Daniel J. Flynn writes:
Rather than the gentle, soft-spoken idealist portrayed by Sean Penn, the real Harvey Milk was a short-tempered demagogue who cynically invented stories of victimhood to advance his political career. During his successful run for city supervisor, for instance, Milk’s camera store was the object of a glass-shattering attack by low-grade explosives. Milk blamed singer Anita Bryant, the outspoken opponent of gay-friendly legislation.
“Years later friends hinted broadly that Harvey had more than a little foreknowledge that the explosions would happen,” biographer Randy Shilts noted. One friend explained to Shilts: “You gotta realize the campaign was sort of going slow, and, well . . .” (…)
Nine days prior to Milk’s death, more than 900 followers of Jim Jones—many of them campaign workers for Milk—perished in the most ghastly set of murder-suicides in modern history. Before the congregants of the Peoples Temple drank Jim Jones’s deadly Kool-Aid, Harvey Milk and much of San Francisco’s ruling class had already figuratively imbibed. Milk occasionally spoke at Jones’s San Francisco–based headquarters, promoted Jones through his newspaper columns, and defended the Peoples Temple from its growing legion of critics. Jones provided conscripted “volunteers” for Milk’s campaigns to distribute leaflets by the tens of thousands. Milk returned the favor by abusing his position of public trust on behalf of Jones’s criminal endeavors.

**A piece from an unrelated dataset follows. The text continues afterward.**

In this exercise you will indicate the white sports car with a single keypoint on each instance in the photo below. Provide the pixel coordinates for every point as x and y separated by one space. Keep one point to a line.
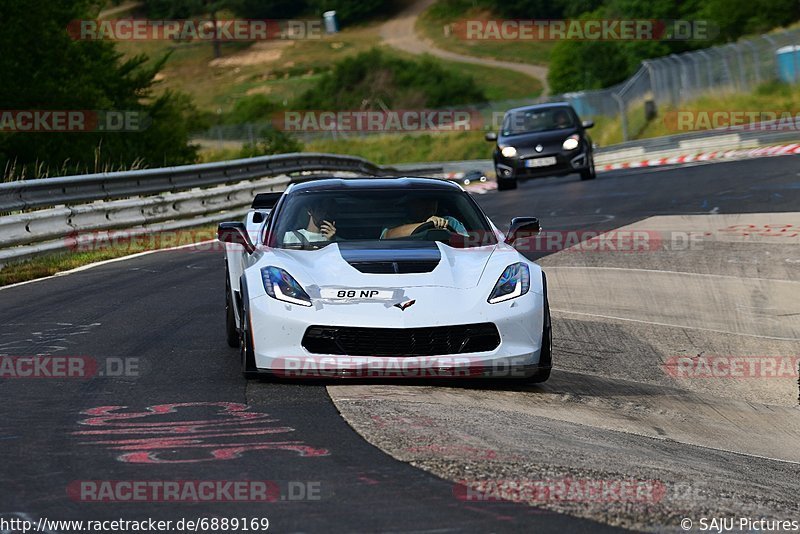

“Rev. Jones is widely known in the minority communities here and elsewhere as a man of the highest character, who has undertaken constructive remedies for social problems which have been amazing in their scope and effectiveness,” Supervisor Milk wrote President Jimmy Carter seven months before the Jonestown carnage. The purpose of Milk’s letter was to aid and abet his powerful supporter’s abduction of a six-year-old boy.
From Rick McGinnis’s review of Milk:
It took much longer for the connection between Jim Jones’ People’s Temple and Moscone and Milk to be recognized – the cult leader had made himself a major player in San Francisco city politics, and members of the Temple worked on Milk’s campaigns, though Milk was apparently wary of them. Moscone appointed Jones to the city’s Human Rights Commission in 1976 in gratitude for his help in getting him elected, and shut down the investigation into the Temple after Jones and his followers fled to Guyana. Jones was also a major supporter of Jerry Brown’s bid for the California governorship – such is the tangled web of progressive politics in San Francisco and California, and you can’t help but wonder why Van Sant’s film ends without a mention of Jones. (…)
Proposition 8’s opponents have made the classic mistake of turning a civil rights issue into one of human rights – a fallacy that might well be called the Canadian Error – and galvanized a reaction from undecided voters who might otherwise not have cared about gays entering into a marriage contract if they didn’t percieve a subsequent threat to religious rights in the bellicose rhetoric that’s become a default mode.